Franco D’Andrea rappresenta la radice più profonda alla base di una chioma sinfonica nella quale scorre nuova linfa. Jazz, elettronica e afrobeat si incontrano per dare vita a un viaggio del quale la direzione è tanto sconosciuta quanto attraente. I primi due CD, presentati mercoledì 6 aprile all’Auditorium Parco della Musica, vedono la collaborazione tra l’eclettico pianista di Merano, il sassofonista e suo decennale collaboratore Andrea Ayassot e Luca Roccatagliati, alias dj Rocca. Quest’ultimo rappresenta anche la grande sfida dell’intera idea, nata proprio durante un contest indetto da Radio 2, nel quale D’Andrea, in qualità di giudice, ha conferito il primo premio al jockey reggiano, sancendo anche l’inizio di una curiosa collaborazione.
«Il trio è la forma più piccola di gruppo» ha affermato il pianista, decidendo di prolungare i suoi 88 tasti nella vibrazione di un’ancia prima, e nelle svariate timbriche di un mixer. L’idea che sta alla base di “Electric Tree” è quella di una musica in grado di lasciarsi coinvolgere dagli stimoli del proprio tempo, in cui la tecnologia si afferma come elemento indispensabile nella vita di ciascuno e dunque, inevitabilmente, in varie forme d’arte. D’Andrea non ha indugi nell’ospitare un dj – che, dato il suo talento e le sue evoluzioni non banali, scambiò inizialmente per un vero e proprio musicista - nel suo Jazz, che da sempre si è contraddistinto per un’immancabile voglia di sperimentazione, riferendosi sì al passato ma senza mai rimanervene arroccato. È per questo che quasi metà del disco rinasce dalle ceneri di Miles Davis, che oltre a costituire una fonte melodica di ben quattro tracce (E.M., Electric Miles) è anche il mastice di un’idea musicale che non ha paura di ricrearsi nel suo farsi. «Questo è il jazz» ed è questo che è successo durante le registrazioni alla PMR, in cui un semplice soundcheck è oggi inciso come prodotto finito di “Electric Tree”. E in questa pianta scorre anche un’anima africana, nelle distorsioni del sassofono e nelle pelli incalzanti ricreate da dj Rocca, che con la stessa calma con cui s’introducono nelle pillole melodiche del pianoforte, mutano, senza fretta, in un rumorismo da circuito.

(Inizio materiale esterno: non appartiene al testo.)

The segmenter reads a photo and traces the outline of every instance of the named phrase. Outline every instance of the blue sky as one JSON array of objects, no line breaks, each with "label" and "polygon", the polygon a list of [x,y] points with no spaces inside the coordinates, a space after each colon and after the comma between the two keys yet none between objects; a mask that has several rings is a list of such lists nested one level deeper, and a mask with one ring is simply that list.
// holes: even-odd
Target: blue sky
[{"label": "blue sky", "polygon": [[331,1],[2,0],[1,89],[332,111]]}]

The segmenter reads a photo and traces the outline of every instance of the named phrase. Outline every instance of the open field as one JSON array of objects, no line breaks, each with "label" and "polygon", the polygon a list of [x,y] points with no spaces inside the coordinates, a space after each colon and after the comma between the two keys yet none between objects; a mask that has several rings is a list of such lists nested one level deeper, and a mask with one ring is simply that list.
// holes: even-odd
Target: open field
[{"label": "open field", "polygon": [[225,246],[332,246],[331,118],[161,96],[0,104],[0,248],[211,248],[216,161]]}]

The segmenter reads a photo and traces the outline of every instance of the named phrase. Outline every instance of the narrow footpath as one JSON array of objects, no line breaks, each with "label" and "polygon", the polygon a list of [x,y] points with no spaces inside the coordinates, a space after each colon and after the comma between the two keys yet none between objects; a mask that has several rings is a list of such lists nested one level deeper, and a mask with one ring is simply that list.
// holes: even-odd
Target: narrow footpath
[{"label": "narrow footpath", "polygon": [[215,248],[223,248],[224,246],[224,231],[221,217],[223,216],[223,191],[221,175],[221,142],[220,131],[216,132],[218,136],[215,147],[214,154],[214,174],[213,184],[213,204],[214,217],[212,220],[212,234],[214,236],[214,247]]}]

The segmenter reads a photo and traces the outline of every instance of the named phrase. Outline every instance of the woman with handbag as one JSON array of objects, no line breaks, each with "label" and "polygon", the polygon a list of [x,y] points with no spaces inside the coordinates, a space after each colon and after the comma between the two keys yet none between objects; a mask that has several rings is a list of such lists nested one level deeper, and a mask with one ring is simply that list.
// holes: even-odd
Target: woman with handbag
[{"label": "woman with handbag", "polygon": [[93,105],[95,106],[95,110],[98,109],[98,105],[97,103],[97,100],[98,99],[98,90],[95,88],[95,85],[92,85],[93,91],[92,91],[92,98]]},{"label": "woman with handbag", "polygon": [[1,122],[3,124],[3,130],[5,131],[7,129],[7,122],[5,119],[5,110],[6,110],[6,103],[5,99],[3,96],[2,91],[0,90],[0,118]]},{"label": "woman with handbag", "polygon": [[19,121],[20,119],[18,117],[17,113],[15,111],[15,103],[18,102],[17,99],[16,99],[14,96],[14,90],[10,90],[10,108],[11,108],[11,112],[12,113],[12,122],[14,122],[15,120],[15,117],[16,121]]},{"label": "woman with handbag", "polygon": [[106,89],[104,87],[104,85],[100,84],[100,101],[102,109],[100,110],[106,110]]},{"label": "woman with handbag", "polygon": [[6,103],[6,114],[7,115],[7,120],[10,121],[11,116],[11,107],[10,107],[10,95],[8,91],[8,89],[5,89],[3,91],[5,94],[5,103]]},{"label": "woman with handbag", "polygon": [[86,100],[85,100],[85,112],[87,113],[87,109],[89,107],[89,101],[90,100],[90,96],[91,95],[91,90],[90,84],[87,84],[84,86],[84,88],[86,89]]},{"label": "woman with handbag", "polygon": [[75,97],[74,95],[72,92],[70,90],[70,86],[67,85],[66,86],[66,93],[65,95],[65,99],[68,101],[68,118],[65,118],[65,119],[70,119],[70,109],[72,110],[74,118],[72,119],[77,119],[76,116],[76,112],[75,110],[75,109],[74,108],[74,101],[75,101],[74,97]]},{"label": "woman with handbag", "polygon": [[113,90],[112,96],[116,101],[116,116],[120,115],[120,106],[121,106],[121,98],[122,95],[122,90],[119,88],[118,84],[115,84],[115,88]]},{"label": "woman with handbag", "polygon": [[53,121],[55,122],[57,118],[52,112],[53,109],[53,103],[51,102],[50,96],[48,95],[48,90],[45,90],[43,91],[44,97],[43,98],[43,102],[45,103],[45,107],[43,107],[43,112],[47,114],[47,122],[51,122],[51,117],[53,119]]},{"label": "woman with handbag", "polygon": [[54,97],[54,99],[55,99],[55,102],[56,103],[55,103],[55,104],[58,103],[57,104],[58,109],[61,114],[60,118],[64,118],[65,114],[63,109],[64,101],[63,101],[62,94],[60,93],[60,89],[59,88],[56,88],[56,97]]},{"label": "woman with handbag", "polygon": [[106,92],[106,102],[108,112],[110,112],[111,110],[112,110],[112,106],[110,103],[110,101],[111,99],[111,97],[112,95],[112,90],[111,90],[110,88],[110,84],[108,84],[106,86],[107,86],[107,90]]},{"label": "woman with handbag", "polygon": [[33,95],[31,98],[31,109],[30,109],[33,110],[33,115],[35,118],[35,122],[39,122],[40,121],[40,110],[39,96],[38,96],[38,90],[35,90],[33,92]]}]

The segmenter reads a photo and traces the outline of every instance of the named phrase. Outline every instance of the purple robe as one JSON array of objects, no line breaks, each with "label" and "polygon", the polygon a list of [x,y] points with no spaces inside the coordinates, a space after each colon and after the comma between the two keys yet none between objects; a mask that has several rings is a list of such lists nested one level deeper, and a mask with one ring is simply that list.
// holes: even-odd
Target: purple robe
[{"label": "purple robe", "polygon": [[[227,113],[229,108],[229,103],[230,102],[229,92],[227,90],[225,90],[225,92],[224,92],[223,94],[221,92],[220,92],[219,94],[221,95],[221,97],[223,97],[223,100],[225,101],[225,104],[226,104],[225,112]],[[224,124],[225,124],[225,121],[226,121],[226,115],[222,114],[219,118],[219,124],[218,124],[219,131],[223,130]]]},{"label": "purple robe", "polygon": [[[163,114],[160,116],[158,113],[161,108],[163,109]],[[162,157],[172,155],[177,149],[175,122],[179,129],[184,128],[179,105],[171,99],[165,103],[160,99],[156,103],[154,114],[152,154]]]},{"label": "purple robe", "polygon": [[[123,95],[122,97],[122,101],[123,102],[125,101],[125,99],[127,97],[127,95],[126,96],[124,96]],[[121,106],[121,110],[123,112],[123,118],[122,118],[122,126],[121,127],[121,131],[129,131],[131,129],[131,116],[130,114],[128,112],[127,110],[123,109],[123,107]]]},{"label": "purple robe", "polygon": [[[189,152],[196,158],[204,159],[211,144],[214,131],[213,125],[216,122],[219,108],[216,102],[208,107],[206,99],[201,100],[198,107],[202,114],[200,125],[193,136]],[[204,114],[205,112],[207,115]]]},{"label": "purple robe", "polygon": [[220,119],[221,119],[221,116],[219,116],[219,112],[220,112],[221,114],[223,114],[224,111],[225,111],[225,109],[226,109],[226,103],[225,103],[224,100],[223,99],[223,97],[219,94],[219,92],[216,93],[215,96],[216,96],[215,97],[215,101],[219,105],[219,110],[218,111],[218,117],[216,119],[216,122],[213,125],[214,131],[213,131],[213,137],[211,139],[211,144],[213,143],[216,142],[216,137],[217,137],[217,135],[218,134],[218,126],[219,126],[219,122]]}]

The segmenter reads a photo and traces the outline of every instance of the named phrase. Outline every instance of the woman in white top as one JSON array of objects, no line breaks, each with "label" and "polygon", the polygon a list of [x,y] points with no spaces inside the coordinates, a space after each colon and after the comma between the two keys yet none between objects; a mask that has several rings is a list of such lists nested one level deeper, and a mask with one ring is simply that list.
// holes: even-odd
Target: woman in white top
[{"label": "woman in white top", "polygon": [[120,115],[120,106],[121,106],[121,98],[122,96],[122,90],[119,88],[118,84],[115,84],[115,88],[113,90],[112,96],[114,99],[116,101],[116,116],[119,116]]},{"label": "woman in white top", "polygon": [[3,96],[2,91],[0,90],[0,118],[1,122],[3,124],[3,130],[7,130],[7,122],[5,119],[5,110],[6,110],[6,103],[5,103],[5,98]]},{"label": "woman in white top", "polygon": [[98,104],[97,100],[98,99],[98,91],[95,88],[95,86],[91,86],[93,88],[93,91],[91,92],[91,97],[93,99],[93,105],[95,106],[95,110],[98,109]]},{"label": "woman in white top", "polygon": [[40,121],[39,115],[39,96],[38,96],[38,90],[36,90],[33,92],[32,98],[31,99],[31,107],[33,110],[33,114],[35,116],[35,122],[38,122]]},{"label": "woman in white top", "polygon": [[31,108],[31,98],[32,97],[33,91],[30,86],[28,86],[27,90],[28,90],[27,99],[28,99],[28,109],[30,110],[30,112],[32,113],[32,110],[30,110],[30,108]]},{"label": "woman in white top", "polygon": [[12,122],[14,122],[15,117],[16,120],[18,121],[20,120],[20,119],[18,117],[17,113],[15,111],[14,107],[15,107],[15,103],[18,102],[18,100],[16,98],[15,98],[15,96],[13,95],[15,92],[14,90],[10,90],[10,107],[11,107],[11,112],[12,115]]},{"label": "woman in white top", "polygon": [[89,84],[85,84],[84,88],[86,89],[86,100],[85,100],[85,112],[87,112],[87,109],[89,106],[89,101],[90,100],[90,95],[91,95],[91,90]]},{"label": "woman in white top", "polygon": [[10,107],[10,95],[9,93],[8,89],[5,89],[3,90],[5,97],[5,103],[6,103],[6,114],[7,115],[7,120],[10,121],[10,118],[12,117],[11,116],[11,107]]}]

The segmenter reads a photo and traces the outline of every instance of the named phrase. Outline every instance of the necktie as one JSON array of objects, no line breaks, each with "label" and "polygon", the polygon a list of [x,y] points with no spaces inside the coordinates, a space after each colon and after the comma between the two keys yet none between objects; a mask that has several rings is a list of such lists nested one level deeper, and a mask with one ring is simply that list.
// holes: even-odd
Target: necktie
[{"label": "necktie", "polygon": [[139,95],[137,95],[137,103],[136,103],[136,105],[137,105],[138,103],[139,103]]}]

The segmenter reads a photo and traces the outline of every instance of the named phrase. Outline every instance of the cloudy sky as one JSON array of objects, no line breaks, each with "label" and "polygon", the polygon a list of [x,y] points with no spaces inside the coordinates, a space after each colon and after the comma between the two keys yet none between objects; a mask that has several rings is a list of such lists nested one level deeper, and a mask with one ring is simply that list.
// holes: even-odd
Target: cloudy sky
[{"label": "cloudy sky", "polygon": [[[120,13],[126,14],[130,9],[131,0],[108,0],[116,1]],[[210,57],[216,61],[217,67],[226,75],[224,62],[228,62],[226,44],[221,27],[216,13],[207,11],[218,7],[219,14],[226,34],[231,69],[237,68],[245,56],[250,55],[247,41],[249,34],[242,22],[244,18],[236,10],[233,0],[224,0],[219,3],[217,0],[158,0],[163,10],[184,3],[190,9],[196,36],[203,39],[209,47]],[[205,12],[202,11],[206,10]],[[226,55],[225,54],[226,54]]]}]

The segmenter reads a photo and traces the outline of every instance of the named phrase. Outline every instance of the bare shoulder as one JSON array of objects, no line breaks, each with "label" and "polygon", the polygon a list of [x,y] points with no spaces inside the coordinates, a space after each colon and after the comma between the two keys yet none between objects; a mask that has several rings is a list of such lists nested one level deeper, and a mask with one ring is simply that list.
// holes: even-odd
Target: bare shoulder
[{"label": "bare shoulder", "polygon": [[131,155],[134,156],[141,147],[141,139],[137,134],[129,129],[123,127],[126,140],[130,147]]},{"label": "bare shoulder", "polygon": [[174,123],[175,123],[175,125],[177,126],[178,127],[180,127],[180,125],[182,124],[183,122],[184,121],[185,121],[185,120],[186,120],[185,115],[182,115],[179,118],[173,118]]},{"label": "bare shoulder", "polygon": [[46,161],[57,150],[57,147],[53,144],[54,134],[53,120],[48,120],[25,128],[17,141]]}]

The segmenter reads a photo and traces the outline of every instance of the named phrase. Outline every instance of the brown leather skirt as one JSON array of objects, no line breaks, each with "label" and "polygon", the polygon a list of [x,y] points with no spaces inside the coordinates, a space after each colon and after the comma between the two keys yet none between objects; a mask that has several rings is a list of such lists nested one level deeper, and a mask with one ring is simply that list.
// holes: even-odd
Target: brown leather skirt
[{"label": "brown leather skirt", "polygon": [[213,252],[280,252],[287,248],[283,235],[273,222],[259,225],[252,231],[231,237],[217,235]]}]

Avvolto in un’elegante custodia di velluto blu arriva inoltre, in occasione della conferenza stampa del 6 aprile, il secondo regalo che Franco D’Andrea riceve per il suo “75esimo compleanno. Per la sua straordinaria carriera artistica e il profondo legame umano e professionale che lo unisce alla nostra Fondazione”: un premio alla carriera, il primo rilasciato dalla Fondazione Musica per Roma, che, tramite le mani di José Ramón Dosal Noriega, celebra l’eccellenza di questo grande pianista.
Un grazie concertato, dunque, a un artista che continua a stupire con la sua irrefrenabile passione e che, tramite questa, ha ancora tanto da dare alla musica italiana.